Can you feel the evenings drawing in, and the lure of dark and wholesome beers? Today's three don't have anything much to connect them, other than arriving into my eyeline at around the same time last July.
Stout is represented by
Nocturne, no not that one. The White Hag has chosen the name for its new coffee stout, even though it's in permanent use as Rye River's export stout. It had its Dublin launch on draught at Tapped on Nassau Street and I went along, where they were serving it carbonated. Now, you won't normally catch me calling for nitro, but coffee stout ought to be creamy, and this 4.5% ABV fizzy job didn't give me any of that. It didn't taste very strongly of coffee either, I thought, with the centre being a kind of nuttiness: crunchy hazelnut and a drier, harsher, peanut-shell rasp. Where the coffee does appear is in the finish, but it's not creamy and in no way rich, tasting to me like dreggy grounds: coffee on a technicality, but not an improvement to the beer. This was all-round disappointing and needs to be bigger, rounder and warmer to suit my tastes.

For porter, it's
The Right Amount of Approachable, a collaboration brewed at Boundary with input from Kinnegar. We're still at 4.5% ABV, but here it's the hopping rather than the dark malt which is to the fore: a dank and spicy aroma, leading to a flavour of hay meadows and grapefruit zest. The label mentions that rye has been included in the grist, so maybe that's a factor in the spicy grassy effect; regardless, it's delicious. The actual dark malt side of the equation manifests as a gentle mocha roast sweetness, but the beer is light (or, less charitably, thin) so that element is relegated to the background. To me, this has a lot in common with Kinnegar's mighty black IPA Black Bucket, but it lacks the satisfying roundness which 6.5% ABV gives that one. It's still packed with flavour, and has a beautifully long aftertaste of ginger and chamomile, but seems a little hollow around the middle; an undesirable watery aspect that bothered me. It is, of course, perfectly possible to make impressively full-flavoured beer at session strength, but this felt like one designed as a punchy flavour bomb and not given the appropriate substance to carry it. Maybe the profile is just too close to Black Bucket for my palate to accept the slight variation. My perception is the one at fault, and not the beer. I would have liked more of a dark grain character from this, but what they've done instead with hops and rye is admirable. Don't expect ordinary porter, and
certainly don't expect Black Bucket, and you will enjoy. Phew.

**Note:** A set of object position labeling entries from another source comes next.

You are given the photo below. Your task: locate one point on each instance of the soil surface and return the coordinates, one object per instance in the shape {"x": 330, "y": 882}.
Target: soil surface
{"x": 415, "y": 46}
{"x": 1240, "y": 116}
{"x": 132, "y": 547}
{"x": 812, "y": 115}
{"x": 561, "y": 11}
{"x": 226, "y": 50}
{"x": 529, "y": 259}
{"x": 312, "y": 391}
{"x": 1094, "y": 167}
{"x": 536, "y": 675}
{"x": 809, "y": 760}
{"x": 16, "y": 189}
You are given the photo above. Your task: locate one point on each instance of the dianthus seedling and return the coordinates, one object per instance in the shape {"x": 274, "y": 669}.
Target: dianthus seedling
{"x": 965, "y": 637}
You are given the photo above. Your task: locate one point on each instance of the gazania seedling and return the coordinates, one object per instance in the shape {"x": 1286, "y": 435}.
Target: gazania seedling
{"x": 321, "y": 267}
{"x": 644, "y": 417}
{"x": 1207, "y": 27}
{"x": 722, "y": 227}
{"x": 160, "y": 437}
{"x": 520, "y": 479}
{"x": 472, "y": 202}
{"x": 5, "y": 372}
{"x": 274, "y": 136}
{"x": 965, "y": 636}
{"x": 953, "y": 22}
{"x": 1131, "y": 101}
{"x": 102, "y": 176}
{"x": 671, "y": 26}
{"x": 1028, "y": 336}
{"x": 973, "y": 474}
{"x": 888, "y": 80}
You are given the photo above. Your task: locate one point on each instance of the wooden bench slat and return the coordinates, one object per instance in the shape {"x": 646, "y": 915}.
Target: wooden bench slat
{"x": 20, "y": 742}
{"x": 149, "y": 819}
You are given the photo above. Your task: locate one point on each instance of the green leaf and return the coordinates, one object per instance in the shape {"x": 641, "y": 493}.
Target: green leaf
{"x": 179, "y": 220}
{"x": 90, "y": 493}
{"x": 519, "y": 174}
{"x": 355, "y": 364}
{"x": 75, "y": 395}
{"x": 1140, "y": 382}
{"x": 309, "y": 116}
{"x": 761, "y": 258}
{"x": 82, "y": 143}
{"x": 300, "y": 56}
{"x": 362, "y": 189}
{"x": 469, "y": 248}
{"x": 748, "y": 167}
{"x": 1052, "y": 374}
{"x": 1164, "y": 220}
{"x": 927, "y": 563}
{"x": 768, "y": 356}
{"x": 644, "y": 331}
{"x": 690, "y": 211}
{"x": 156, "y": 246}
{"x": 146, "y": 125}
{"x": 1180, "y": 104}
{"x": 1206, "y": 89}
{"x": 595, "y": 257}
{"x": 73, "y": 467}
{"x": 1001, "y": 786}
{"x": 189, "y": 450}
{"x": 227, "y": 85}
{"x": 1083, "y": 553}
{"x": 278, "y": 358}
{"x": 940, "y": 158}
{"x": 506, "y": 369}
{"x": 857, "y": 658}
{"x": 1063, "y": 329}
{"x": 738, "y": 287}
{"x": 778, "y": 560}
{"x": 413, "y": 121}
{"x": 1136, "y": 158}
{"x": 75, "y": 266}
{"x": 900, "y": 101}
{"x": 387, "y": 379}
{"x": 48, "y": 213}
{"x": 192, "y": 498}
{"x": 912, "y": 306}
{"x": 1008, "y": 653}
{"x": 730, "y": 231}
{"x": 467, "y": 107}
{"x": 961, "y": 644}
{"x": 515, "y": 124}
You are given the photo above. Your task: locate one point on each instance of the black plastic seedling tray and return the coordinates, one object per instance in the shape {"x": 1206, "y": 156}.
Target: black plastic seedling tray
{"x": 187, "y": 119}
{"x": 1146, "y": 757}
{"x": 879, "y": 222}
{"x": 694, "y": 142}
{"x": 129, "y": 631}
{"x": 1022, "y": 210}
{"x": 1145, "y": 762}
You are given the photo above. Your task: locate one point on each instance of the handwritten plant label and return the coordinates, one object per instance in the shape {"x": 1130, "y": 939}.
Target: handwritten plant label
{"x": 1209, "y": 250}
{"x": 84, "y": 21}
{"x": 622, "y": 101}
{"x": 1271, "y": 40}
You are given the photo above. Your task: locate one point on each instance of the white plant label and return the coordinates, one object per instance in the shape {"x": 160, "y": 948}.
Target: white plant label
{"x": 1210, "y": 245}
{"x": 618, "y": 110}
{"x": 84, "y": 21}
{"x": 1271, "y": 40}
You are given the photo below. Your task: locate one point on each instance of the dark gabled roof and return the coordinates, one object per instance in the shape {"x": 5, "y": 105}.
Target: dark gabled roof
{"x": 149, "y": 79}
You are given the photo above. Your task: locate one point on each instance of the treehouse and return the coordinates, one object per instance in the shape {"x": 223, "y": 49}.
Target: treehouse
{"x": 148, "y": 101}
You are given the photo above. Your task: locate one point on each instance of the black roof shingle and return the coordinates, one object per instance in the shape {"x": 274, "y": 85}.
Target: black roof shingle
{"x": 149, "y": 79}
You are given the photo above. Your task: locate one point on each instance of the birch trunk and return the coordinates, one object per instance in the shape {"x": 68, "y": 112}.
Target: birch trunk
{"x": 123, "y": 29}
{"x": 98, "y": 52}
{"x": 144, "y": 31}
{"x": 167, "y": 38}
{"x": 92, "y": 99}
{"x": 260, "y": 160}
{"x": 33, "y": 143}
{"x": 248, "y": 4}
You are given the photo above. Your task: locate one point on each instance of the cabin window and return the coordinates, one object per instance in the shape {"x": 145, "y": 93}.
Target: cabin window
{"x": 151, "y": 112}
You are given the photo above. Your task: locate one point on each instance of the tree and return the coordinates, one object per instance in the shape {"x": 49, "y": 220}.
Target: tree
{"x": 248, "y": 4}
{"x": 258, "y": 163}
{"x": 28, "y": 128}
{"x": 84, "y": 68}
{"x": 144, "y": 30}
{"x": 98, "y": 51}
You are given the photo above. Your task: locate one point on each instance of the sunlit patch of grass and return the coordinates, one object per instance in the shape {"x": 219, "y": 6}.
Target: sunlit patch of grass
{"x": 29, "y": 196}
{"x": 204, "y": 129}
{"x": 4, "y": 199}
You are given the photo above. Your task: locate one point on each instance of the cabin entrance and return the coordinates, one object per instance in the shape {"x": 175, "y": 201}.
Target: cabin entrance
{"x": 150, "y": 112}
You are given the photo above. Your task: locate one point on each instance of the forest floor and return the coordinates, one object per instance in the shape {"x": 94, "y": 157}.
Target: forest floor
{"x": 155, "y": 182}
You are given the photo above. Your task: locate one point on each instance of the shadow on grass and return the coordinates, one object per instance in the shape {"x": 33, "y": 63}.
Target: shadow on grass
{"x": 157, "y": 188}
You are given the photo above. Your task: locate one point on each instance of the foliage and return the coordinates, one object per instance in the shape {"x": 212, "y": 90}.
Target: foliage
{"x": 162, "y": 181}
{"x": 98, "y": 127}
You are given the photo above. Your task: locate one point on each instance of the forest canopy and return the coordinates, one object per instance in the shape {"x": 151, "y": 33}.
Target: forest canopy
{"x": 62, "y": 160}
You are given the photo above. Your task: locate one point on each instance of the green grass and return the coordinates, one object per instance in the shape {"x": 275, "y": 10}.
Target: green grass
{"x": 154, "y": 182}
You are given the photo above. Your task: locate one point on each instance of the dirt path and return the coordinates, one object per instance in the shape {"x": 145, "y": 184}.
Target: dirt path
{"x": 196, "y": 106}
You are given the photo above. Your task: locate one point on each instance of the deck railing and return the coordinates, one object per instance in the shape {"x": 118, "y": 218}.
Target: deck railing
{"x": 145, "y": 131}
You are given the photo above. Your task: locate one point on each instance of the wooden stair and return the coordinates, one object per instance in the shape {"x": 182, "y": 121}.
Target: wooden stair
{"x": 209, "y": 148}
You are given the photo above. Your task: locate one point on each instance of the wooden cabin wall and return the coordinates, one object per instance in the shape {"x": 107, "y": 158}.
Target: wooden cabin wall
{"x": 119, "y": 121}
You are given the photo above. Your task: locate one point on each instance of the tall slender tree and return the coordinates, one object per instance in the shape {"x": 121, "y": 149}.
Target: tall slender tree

Lastly a mild. We do not get a lot of canned mild on the shelves of Dublin off licences. This one is from Abbeydale, and simply titled
Dark Mild, from their Restoration Series of classic styles. At 4% ABV it's maybe a little strong, and is murky and brown in colour. The aroma is deliciously beery, mixing tangy and metallic English hops with chocolate cereal and treacle tart. I am instantly transported to the pub, and a good one at that. It's lightly textured, and extremely quaffable; I had to hold myself back from draining it until I had enough written. Drink it slowly and there's brown bread, caramel traybakes and chocolate milkshake. The roasted side is missing, likewise any bitterness or the dark berry tartness, all of which are my favourite features of mild. Regardless, this does the basics of mild very nicely, and is a tasty beer regardless of its assigned style. I'll take a 440ml can, but really it deserves to be pulled from a cask.
I'm a little surprised to find I preferred the straight-up interpretation of mild to the coffee'd stout and hoppy rye porter. I'm sure I'm not the first to point out that microbrewing tries too hard sometimes.